Recurrent spontaneous pneumothoraces and vaping in an 18-year-old man: a case report and review of the literature

Alex Bonilla 1, Alexander J Blair 2, Suliman M Alamro 3, Rebecca A Ward 2,4, Michael B Feldman 2,3, Richard A Dutko 2,4, Theodora K Karagounis 2, Adam L Johnson 2, Erik E Folch 2,3, Jatin M Vyas 1,2,4,
PMCID: PMC6732835  PMID: 31495337

Abstract

Background

Primary spontaneous pneumothorax is a common disorder occurring in young adults without underlying lung disease. Although tobacco smoking is a well-documented risk factor for spontaneous pneumothorax, an association between electronic cigarette use (that is, vaping) and spontaneous pneumothorax has not been noted. We report a case of spontaneous pneumothoraces correlated with vaping.

Case presentation

An 18-year-old Caucasian man presented twice with recurrent right-sided spontaneous pneumothoraces within 2 weeks. He reported a history of vaping just prior to both episodes. Diagnostic testing was notable for a right-sided spontaneous pneumothorax on chest X-ray and computed tomography scan. His symptoms improved following insertion of a chest tube and drainage of air on each occasion. In the 2-week follow-up visit for the recurrent episode, he was asymptomatic and reported that he was no longer using electronic cigarettes.

Conclusions

Providers and patients should be aware of the potential risk of spontaneous pneumothorax associated with electronic cigarettes.

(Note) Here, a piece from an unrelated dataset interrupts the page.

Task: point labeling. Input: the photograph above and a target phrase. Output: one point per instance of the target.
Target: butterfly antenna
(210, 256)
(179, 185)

Keywords: Primary spontaneous pneumothorax, Pulmonary disease, Vaping, Electronic cigarettes

Background

Primary spontaneous pneumothorax impacts approximately 20 out of 100,000 males and 6 out of 100,000 females annually [1]. Pneumothorax is characterized by the accumulation of air in the pleural space, often caused by ruptured subpleural blebs or bullae [24]. Risk factors that contribute to the development of spontaneous pneumothorax include tobacco smoking, age (adolescents and young adults), thin stature, and male sex. Furthermore, recurrent spontaneous pneumothoraces occurs in 20–60% of patients [5]. Age, gender, tobacco smoking habits, pneumothorax size, low body mass index (BMI), and treatment modality have been suggested to contribute to recurrent spontaneous pneumothoraces [4, 6]. Although cigarette smoking is a well-established risk factor for spontaneous pneumothorax [79], little is known about the contribution of electronic cigarettes to the development of spontaneous pneumothorax.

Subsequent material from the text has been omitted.